Cleaned and deveined some shrimp then tossed with some garlic,onion,thyme, and dill








I threm them on the hot end of my offset while smokin' some ribs and chicken







My daughters plate with mazzarella,linguine and parmesan
	

		
			
		

		
	







this was mine







It was very good,

thanks for viewin'


----------



## pineywoods (Feb 13, 2011)

That looks awesome 
	

	
	
		
		



		
		
	


	





but where the heck did my plate get off to


----------



## scarbelly (Feb 13, 2011)

Looks great. I bet the shrimp was mighty tasty


----------



## bbally (Feb 13, 2011)

Very nice thanks for sharing.


----------



## les3176 (Feb 13, 2011)

Man that looks good!!! Looks like a plate that you would get at a fine resturant!!


----------



## smokermark (Feb 14, 2011)

Your shrimp looks like it was out of this world good. Nice job!


----------



## virginiasmokesignal (Feb 14, 2011)

Looks absolutely fantastic to me, like Les said, it looks like something you would find in a fine restaurant somewhere....matter a fact...I have seen some in fine restaurants that did not look near that good and probably cost twice as much as you had in the whole meal for just one plate!  Keep up the good work!!!!

Your SMF Friend,

Barry


----------



## fpnmf (Feb 14, 2011)

Looks delicious!!

 Your new neighbor

  Craig


----------



## SmokinAl (Feb 14, 2011)

Excellent.

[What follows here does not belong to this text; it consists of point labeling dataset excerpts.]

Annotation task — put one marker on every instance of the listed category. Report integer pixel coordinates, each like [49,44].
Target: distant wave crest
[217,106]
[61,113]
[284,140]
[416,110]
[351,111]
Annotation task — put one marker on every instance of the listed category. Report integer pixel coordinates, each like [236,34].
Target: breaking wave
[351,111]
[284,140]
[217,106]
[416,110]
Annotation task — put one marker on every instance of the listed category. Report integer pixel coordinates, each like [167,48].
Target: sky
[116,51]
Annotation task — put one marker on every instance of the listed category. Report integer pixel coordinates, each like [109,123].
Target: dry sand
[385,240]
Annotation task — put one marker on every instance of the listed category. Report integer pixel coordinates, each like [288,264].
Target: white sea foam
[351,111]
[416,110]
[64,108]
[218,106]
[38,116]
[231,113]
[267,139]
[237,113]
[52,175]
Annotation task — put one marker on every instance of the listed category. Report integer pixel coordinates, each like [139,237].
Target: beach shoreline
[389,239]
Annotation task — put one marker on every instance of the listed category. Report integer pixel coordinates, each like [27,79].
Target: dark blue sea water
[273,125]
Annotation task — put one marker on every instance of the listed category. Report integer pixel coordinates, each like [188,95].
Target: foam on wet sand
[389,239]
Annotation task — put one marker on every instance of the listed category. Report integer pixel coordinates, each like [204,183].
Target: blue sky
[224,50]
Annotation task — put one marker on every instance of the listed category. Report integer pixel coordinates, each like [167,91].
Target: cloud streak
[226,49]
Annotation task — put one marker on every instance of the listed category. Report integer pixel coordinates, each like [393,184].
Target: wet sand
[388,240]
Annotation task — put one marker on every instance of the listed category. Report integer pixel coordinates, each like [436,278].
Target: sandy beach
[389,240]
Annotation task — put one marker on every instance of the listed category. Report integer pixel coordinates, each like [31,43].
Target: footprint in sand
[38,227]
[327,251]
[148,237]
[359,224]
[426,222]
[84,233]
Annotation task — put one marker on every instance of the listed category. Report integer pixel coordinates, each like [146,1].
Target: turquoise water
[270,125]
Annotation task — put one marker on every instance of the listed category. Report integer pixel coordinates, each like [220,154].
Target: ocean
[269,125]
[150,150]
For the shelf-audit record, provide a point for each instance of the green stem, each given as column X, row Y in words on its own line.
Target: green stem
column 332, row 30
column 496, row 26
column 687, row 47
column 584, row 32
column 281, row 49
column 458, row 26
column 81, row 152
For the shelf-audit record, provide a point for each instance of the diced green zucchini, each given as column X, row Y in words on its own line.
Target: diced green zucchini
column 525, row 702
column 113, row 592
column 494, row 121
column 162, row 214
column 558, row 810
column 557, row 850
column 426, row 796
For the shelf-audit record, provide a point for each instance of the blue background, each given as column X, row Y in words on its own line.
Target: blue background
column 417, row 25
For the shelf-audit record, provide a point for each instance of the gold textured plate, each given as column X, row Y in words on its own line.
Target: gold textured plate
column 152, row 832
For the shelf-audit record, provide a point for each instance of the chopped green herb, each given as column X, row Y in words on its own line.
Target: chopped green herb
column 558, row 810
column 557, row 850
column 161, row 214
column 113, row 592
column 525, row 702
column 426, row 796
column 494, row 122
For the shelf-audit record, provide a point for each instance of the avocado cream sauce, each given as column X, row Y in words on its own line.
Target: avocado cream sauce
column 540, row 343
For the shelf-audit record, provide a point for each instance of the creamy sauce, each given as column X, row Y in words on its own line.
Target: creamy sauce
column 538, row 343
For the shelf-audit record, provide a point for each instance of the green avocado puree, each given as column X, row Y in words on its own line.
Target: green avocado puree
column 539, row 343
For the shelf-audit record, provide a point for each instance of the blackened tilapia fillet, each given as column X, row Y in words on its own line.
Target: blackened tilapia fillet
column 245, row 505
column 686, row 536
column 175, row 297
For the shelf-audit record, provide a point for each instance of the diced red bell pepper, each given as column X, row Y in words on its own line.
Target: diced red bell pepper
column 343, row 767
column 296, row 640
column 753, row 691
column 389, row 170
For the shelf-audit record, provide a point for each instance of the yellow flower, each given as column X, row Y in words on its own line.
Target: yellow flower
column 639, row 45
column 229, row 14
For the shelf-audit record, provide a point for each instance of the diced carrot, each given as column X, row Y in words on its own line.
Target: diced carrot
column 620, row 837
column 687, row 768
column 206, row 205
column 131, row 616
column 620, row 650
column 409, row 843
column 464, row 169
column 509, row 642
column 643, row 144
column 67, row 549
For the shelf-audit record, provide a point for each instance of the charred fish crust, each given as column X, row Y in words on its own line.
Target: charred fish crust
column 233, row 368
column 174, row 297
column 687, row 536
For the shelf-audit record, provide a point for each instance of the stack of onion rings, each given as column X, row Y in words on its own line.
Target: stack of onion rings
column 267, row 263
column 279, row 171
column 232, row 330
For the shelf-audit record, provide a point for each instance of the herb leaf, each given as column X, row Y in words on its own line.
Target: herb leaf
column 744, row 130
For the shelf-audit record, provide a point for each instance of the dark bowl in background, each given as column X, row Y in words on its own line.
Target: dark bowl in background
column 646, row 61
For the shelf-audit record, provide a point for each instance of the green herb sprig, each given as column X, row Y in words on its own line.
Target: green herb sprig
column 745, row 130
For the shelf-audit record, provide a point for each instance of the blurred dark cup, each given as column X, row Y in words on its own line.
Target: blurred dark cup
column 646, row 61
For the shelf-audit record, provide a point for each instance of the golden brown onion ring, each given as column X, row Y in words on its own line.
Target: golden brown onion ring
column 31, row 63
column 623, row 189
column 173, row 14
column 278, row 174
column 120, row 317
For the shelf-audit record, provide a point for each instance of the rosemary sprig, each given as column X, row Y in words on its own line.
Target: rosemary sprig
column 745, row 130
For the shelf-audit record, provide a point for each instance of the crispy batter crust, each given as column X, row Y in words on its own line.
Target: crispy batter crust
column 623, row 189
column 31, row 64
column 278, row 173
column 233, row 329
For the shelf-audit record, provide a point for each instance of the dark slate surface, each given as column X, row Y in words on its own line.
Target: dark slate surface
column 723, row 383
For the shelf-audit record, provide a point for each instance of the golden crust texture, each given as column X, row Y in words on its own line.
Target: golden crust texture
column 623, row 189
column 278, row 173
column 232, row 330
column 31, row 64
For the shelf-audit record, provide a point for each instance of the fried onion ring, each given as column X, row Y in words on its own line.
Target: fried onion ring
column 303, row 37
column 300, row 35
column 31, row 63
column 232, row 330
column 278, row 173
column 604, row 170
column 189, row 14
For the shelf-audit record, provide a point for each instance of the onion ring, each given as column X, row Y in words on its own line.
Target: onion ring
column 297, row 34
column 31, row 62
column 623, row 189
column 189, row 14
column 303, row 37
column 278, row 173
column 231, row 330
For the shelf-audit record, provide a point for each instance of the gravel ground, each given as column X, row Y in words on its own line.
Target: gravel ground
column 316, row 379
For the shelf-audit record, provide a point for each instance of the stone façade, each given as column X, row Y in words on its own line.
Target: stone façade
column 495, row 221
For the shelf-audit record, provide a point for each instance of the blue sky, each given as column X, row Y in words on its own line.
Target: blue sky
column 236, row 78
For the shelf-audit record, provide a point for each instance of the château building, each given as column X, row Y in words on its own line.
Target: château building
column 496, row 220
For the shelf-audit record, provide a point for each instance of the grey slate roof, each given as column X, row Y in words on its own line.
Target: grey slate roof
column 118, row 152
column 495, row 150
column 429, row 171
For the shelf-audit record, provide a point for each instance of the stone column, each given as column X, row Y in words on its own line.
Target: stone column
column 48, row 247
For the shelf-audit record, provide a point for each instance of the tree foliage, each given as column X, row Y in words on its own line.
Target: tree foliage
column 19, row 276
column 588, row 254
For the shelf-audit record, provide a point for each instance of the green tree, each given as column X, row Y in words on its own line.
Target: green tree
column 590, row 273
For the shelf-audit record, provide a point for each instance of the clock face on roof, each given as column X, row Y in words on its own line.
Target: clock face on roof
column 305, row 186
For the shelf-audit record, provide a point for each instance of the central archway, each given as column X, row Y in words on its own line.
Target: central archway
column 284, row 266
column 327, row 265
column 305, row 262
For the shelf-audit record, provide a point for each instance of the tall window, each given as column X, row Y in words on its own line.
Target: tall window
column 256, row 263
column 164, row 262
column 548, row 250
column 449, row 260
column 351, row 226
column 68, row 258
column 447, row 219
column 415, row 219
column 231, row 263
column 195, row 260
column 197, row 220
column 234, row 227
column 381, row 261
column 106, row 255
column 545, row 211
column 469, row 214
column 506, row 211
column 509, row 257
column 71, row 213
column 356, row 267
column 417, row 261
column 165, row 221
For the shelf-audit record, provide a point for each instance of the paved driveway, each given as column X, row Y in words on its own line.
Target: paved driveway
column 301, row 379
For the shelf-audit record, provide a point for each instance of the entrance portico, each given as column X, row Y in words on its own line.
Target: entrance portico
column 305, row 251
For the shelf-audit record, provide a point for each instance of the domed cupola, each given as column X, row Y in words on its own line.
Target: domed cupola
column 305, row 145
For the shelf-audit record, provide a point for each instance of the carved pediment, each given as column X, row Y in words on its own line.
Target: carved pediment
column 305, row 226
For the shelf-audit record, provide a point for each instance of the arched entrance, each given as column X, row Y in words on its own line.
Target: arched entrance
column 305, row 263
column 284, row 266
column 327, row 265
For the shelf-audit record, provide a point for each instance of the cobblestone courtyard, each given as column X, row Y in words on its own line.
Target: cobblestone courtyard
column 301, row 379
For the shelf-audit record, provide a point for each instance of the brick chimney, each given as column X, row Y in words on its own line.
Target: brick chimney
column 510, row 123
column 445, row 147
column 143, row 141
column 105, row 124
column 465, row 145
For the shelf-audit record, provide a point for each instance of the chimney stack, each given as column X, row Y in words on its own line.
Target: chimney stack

I love shrimp linguini. Your's looked delicious!


----------



## Bearcarver (Feb 14, 2011)

Awesome!

I like your plate best!----It's the shrimp stuck in melted cheese that gets me.

I would find room for some Bacon, but you know me & Bacon.  
	

	
	
		
		



		
		
	


	





Bear


----------



## rbranstner (Feb 14, 2011)

That would be very good right now for breakfast. Yum


----------